Supported using public funding from The National Lottery through Arts Council England, the project has been inspired by the unpublished collection of over 180 daily letters, photographs and photographic postcards written and illustrated by my great uncle, 20 year old Rifleman Barney Griew, a map maker and scout who died on the first day of the battle. It is the first contemporary art exhibition hosted by The National Archives UK and includes a rarely seen military panoramic photograph from their collection, shot from the trench where Griew was stationed from May to July 1916. Barney’s story is told through a spider’s web of archival and contemporary text and images.

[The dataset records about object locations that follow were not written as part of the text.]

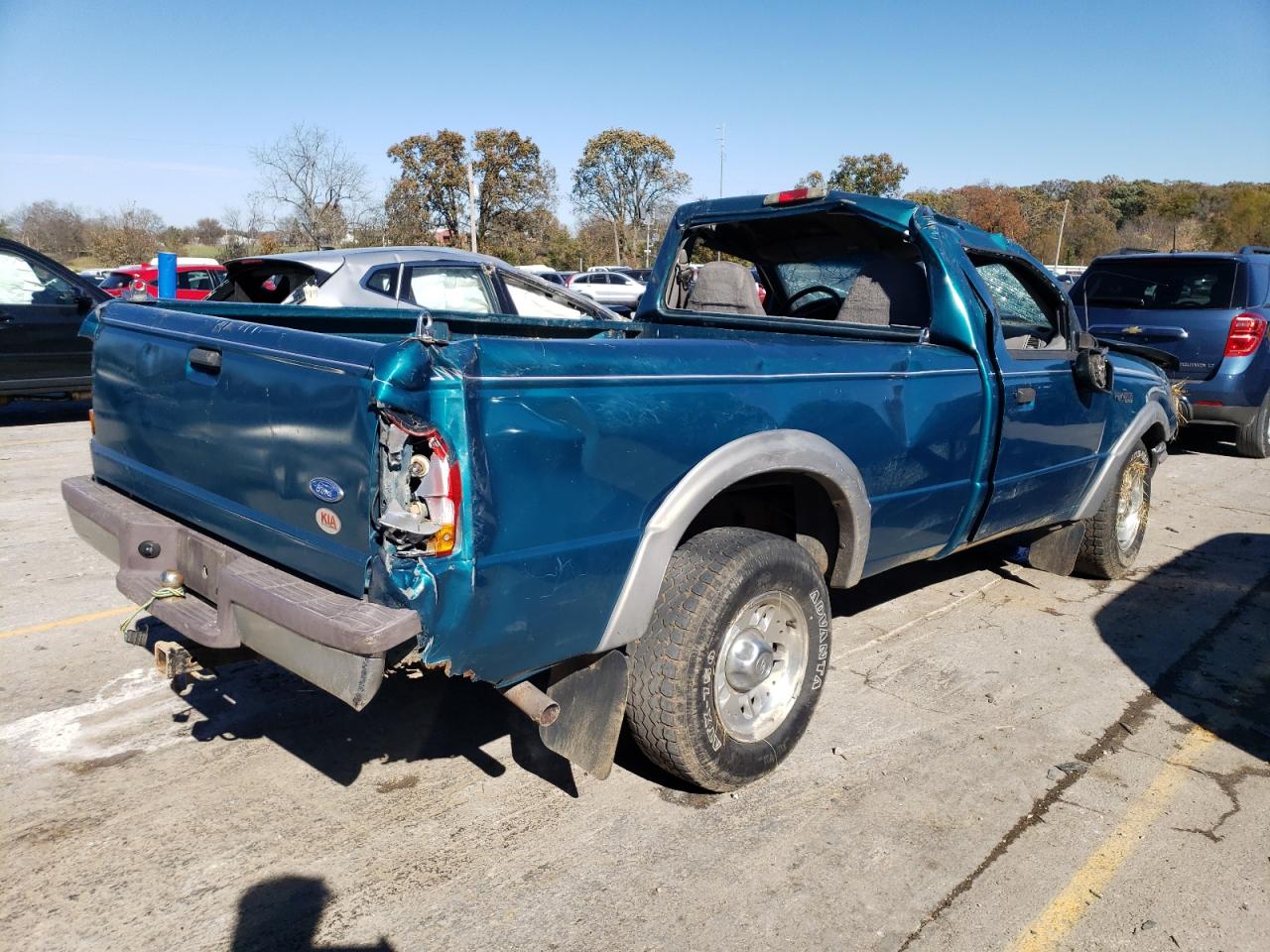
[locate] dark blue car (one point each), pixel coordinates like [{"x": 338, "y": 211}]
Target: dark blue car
[{"x": 1209, "y": 309}]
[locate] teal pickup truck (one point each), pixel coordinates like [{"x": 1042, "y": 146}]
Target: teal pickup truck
[{"x": 647, "y": 513}]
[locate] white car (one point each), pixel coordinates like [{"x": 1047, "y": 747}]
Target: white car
[{"x": 607, "y": 287}]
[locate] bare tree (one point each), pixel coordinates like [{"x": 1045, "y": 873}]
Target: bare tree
[
  {"x": 515, "y": 186},
  {"x": 626, "y": 178},
  {"x": 310, "y": 176}
]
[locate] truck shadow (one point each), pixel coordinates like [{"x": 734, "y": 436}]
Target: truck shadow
[
  {"x": 1213, "y": 669},
  {"x": 27, "y": 413},
  {"x": 431, "y": 717},
  {"x": 1205, "y": 440},
  {"x": 282, "y": 915}
]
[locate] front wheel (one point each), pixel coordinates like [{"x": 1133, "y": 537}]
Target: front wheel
[
  {"x": 724, "y": 682},
  {"x": 1112, "y": 537}
]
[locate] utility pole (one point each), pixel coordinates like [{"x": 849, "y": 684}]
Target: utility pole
[
  {"x": 722, "y": 151},
  {"x": 474, "y": 209},
  {"x": 1061, "y": 226}
]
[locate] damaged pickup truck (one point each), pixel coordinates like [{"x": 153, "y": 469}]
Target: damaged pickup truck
[{"x": 645, "y": 513}]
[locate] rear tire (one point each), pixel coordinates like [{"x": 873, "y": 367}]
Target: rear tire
[
  {"x": 724, "y": 682},
  {"x": 1254, "y": 436},
  {"x": 1112, "y": 537}
]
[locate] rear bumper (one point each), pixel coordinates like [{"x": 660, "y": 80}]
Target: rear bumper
[
  {"x": 329, "y": 639},
  {"x": 1237, "y": 390}
]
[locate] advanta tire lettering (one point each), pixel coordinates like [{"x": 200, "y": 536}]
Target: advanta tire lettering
[{"x": 717, "y": 584}]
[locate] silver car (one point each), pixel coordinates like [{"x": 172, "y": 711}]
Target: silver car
[
  {"x": 436, "y": 278},
  {"x": 607, "y": 287}
]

As the producer of Changing the Landscape, I have actively sought to focus our sights on the individual perspective, as opposed to a general overview, of the First World War. This has applied both to my own activity as a visual artist and curator (rather than that of the historian), and also to the very particular conflicts and dilemmas revealed by my great uncle in his writing and drawings.

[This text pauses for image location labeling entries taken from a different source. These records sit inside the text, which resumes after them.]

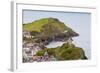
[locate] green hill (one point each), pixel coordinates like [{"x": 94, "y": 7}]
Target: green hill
[
  {"x": 37, "y": 24},
  {"x": 48, "y": 29}
]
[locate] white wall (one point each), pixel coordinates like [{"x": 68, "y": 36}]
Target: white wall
[{"x": 5, "y": 35}]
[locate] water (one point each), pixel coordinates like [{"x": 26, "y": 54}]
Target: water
[
  {"x": 85, "y": 44},
  {"x": 54, "y": 44}
]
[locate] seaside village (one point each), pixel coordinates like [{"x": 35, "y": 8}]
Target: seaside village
[{"x": 30, "y": 49}]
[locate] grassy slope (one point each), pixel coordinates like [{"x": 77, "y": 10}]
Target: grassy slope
[{"x": 37, "y": 25}]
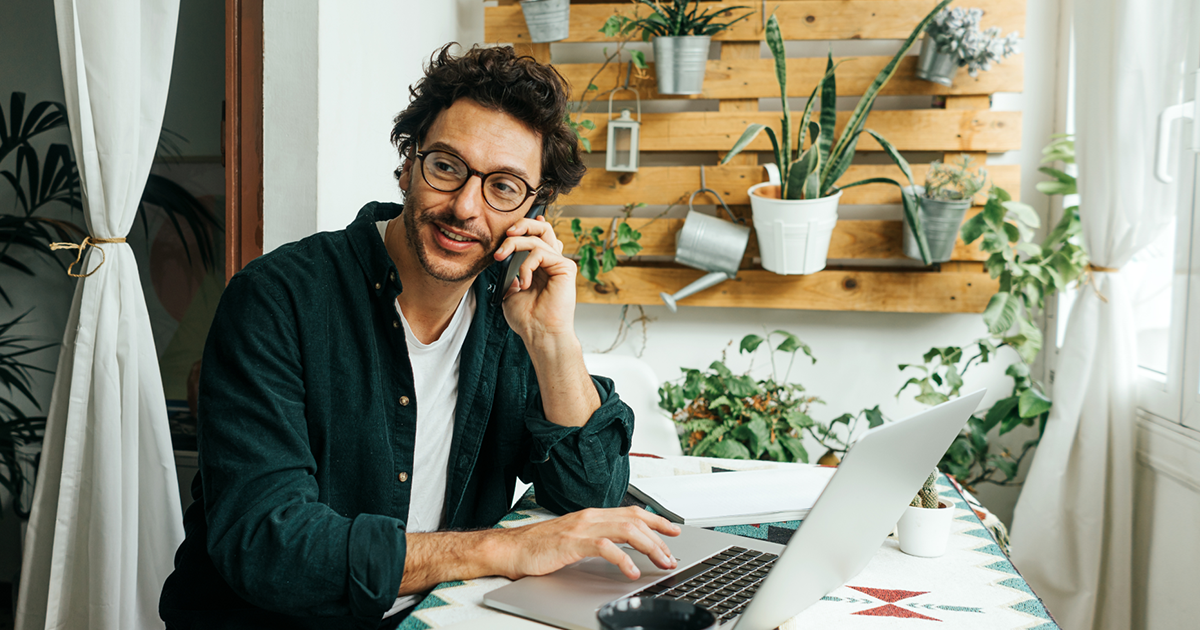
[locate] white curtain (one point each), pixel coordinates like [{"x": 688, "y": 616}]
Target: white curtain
[
  {"x": 106, "y": 516},
  {"x": 1073, "y": 525}
]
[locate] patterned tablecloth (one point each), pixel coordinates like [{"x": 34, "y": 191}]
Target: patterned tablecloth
[{"x": 973, "y": 586}]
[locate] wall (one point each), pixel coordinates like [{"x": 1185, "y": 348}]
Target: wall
[
  {"x": 335, "y": 75},
  {"x": 1167, "y": 507}
]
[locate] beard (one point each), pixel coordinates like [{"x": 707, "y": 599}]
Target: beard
[{"x": 415, "y": 220}]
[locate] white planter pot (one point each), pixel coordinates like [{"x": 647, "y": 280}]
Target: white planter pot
[
  {"x": 924, "y": 532},
  {"x": 793, "y": 234}
]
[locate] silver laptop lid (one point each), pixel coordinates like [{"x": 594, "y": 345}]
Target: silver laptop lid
[{"x": 856, "y": 513}]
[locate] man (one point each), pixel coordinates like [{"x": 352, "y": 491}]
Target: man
[{"x": 365, "y": 411}]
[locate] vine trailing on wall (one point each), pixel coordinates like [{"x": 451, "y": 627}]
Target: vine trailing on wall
[{"x": 1029, "y": 274}]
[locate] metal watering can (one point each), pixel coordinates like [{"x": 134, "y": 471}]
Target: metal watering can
[{"x": 709, "y": 244}]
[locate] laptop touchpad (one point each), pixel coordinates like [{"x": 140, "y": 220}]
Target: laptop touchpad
[{"x": 603, "y": 568}]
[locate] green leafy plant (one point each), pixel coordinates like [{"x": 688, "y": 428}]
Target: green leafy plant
[
  {"x": 954, "y": 181},
  {"x": 737, "y": 417},
  {"x": 814, "y": 172},
  {"x": 598, "y": 255},
  {"x": 1029, "y": 274},
  {"x": 723, "y": 414},
  {"x": 673, "y": 19},
  {"x": 927, "y": 497}
]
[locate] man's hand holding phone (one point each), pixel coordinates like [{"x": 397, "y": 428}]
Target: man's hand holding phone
[{"x": 540, "y": 299}]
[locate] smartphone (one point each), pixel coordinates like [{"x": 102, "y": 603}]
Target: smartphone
[{"x": 511, "y": 265}]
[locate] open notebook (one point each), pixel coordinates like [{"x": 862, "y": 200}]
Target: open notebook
[{"x": 741, "y": 497}]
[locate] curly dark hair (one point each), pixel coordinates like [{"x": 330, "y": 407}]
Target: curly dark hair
[{"x": 499, "y": 79}]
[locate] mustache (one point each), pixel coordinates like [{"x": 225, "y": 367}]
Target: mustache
[{"x": 451, "y": 221}]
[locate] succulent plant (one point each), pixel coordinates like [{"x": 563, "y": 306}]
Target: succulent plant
[
  {"x": 927, "y": 497},
  {"x": 954, "y": 181},
  {"x": 957, "y": 31}
]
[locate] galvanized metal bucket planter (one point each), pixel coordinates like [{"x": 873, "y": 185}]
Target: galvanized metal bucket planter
[
  {"x": 679, "y": 63},
  {"x": 941, "y": 221},
  {"x": 935, "y": 65},
  {"x": 549, "y": 21}
]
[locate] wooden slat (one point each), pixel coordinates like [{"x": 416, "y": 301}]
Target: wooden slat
[
  {"x": 909, "y": 130},
  {"x": 910, "y": 292},
  {"x": 748, "y": 78},
  {"x": 815, "y": 19},
  {"x": 876, "y": 240},
  {"x": 667, "y": 185}
]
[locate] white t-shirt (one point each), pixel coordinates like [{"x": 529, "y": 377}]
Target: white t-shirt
[{"x": 436, "y": 395}]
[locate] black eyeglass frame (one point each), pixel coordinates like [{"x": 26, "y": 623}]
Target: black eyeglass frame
[{"x": 483, "y": 179}]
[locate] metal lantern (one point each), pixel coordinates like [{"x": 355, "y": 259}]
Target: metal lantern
[{"x": 622, "y": 150}]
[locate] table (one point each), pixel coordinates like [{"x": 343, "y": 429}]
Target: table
[{"x": 973, "y": 586}]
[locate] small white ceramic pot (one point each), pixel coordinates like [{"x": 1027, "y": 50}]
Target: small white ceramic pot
[{"x": 924, "y": 532}]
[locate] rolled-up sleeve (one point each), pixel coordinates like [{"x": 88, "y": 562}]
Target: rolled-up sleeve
[
  {"x": 268, "y": 535},
  {"x": 581, "y": 467}
]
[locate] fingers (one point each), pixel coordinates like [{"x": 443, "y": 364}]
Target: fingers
[{"x": 611, "y": 552}]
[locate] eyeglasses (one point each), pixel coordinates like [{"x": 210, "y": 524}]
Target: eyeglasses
[{"x": 448, "y": 173}]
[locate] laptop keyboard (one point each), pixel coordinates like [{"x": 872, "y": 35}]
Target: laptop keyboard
[{"x": 723, "y": 583}]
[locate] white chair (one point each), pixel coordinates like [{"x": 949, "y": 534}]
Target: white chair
[{"x": 639, "y": 388}]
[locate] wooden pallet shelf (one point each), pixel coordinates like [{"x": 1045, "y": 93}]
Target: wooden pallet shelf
[
  {"x": 875, "y": 240},
  {"x": 739, "y": 78},
  {"x": 833, "y": 289},
  {"x": 921, "y": 130},
  {"x": 798, "y": 19},
  {"x": 961, "y": 121}
]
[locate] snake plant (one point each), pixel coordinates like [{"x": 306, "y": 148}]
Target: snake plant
[{"x": 815, "y": 171}]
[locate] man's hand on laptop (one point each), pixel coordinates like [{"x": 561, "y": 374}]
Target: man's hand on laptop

Barney’s letters in many ways challenge our, unwittingly imbibed, stereotypical view of British soldiers at the Western Front. He was the son of Russian and Lithuanian Jewish immigrants who settled in London’s East End as furniture makers. His letters are peopled with the Jewish furniture, hat and clothing manufacturers of Hackney. Barney and his regiment were stationed in Yiddish Street trench, officially named by the British military to reflect the religious heritage of the inhabitants.

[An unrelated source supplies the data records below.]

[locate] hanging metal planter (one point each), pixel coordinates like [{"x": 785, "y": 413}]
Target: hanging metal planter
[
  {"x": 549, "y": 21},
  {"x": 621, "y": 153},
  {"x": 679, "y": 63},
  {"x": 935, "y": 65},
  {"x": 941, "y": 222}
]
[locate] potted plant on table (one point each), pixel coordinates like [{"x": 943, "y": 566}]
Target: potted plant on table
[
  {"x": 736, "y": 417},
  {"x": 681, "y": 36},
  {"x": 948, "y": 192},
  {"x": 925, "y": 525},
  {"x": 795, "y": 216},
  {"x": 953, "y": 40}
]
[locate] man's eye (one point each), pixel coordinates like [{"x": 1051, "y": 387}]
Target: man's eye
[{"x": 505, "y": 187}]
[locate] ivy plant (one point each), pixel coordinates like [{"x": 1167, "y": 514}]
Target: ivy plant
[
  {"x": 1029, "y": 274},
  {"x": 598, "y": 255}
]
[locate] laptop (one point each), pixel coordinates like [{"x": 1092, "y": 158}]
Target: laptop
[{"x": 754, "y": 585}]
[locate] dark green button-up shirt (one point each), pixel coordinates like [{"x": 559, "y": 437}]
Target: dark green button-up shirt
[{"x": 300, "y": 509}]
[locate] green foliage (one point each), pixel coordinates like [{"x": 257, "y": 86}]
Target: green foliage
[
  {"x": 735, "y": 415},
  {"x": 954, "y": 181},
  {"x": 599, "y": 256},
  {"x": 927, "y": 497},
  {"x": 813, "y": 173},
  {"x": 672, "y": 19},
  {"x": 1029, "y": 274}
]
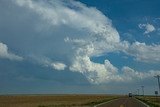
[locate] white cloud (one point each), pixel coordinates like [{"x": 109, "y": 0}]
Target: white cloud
[
  {"x": 58, "y": 66},
  {"x": 130, "y": 74},
  {"x": 143, "y": 52},
  {"x": 98, "y": 37},
  {"x": 5, "y": 54},
  {"x": 147, "y": 27}
]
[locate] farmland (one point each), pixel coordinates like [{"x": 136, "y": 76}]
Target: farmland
[
  {"x": 152, "y": 101},
  {"x": 53, "y": 100}
]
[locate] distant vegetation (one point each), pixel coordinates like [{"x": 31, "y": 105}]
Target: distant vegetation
[
  {"x": 152, "y": 101},
  {"x": 54, "y": 100}
]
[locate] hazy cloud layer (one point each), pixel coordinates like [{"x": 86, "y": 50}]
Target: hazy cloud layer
[
  {"x": 147, "y": 27},
  {"x": 77, "y": 33}
]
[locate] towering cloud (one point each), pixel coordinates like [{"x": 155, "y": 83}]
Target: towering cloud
[
  {"x": 5, "y": 54},
  {"x": 72, "y": 33}
]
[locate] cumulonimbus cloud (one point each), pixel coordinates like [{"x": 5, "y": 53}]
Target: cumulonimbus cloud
[
  {"x": 147, "y": 27},
  {"x": 8, "y": 55},
  {"x": 99, "y": 37}
]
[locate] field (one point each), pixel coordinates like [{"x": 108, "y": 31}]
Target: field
[
  {"x": 53, "y": 100},
  {"x": 152, "y": 101}
]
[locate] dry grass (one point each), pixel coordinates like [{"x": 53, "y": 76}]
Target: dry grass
[
  {"x": 152, "y": 101},
  {"x": 53, "y": 100}
]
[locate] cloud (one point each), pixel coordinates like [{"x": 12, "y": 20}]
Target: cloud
[
  {"x": 143, "y": 52},
  {"x": 78, "y": 37},
  {"x": 58, "y": 66},
  {"x": 5, "y": 54},
  {"x": 130, "y": 74},
  {"x": 147, "y": 27}
]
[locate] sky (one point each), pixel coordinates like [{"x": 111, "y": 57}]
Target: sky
[{"x": 79, "y": 46}]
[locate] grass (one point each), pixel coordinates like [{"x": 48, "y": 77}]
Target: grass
[
  {"x": 152, "y": 101},
  {"x": 54, "y": 100}
]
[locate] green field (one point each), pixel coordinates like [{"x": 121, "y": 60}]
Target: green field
[{"x": 54, "y": 100}]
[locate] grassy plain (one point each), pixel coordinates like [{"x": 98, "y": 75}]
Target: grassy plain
[
  {"x": 152, "y": 101},
  {"x": 53, "y": 100}
]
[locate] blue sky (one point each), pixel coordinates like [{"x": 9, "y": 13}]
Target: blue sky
[{"x": 80, "y": 46}]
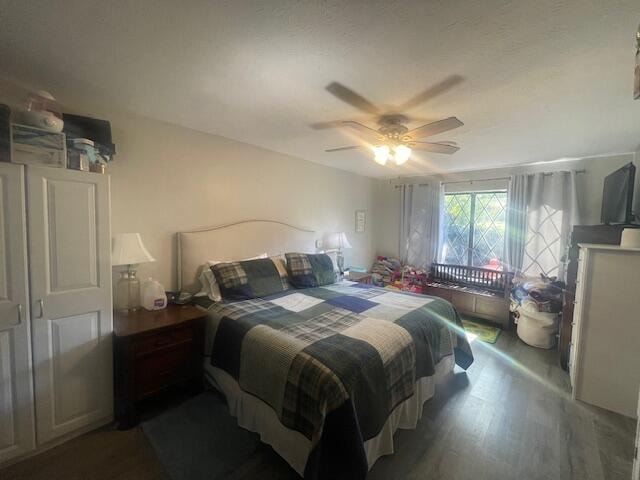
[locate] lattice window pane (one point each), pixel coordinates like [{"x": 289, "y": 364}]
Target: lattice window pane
[
  {"x": 458, "y": 222},
  {"x": 489, "y": 227},
  {"x": 475, "y": 219}
]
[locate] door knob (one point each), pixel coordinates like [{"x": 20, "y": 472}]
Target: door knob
[{"x": 19, "y": 307}]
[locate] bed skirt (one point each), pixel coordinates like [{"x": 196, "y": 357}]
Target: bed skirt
[{"x": 256, "y": 416}]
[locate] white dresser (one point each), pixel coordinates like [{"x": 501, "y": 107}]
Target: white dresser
[
  {"x": 605, "y": 348},
  {"x": 55, "y": 306}
]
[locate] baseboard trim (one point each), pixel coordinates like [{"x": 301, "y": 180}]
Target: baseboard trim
[{"x": 59, "y": 441}]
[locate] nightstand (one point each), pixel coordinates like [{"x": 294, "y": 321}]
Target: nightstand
[
  {"x": 153, "y": 351},
  {"x": 360, "y": 277}
]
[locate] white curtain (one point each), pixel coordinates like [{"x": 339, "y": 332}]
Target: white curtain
[
  {"x": 516, "y": 228},
  {"x": 419, "y": 224},
  {"x": 552, "y": 210}
]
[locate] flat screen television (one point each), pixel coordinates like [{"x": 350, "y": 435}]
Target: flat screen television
[{"x": 617, "y": 197}]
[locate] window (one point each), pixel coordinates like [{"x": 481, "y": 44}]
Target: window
[{"x": 474, "y": 228}]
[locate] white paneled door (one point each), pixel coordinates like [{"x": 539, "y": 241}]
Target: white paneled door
[
  {"x": 71, "y": 319},
  {"x": 16, "y": 391}
]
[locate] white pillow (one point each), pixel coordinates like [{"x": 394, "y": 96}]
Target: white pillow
[{"x": 209, "y": 286}]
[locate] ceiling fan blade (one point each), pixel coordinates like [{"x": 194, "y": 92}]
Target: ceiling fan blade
[
  {"x": 339, "y": 149},
  {"x": 352, "y": 98},
  {"x": 434, "y": 147},
  {"x": 368, "y": 131},
  {"x": 434, "y": 128},
  {"x": 432, "y": 92},
  {"x": 326, "y": 125}
]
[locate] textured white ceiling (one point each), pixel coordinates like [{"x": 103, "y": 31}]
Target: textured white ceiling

There is an unexpected sense of modernity in Barney’s words which places him, and us, in the same cultural space. So many of the phrases and insightful descriptions that he draws, both in words and pictures, release us from our sense that his generation’s sensibilities were completely lost once they passed from living memory. For example, he wrote to his brother from training in France in April 1916: ‘Somehow I feel happiness to be spontaneous out here – I’ve never felt better in my life’. His philosophical stance and ability to reveal his emotions, in themselves surprising given his proximity to the Western Front, places him firmly in our contemporary world of self-reflection. He also observed: ‘The People here are very old-fashioned, drink a lot of café sans lait, red wine, chaud or froid, quite hospitable, and seem to have large families. This is the villager by me now. He does all the cooking and is peeling spuds..’ Again, it is Barney’s ability to stand back, as an urban creature from London, and contemplate difference, which creates a sense of the contemporary, along with the use of the slang ‘spuds’.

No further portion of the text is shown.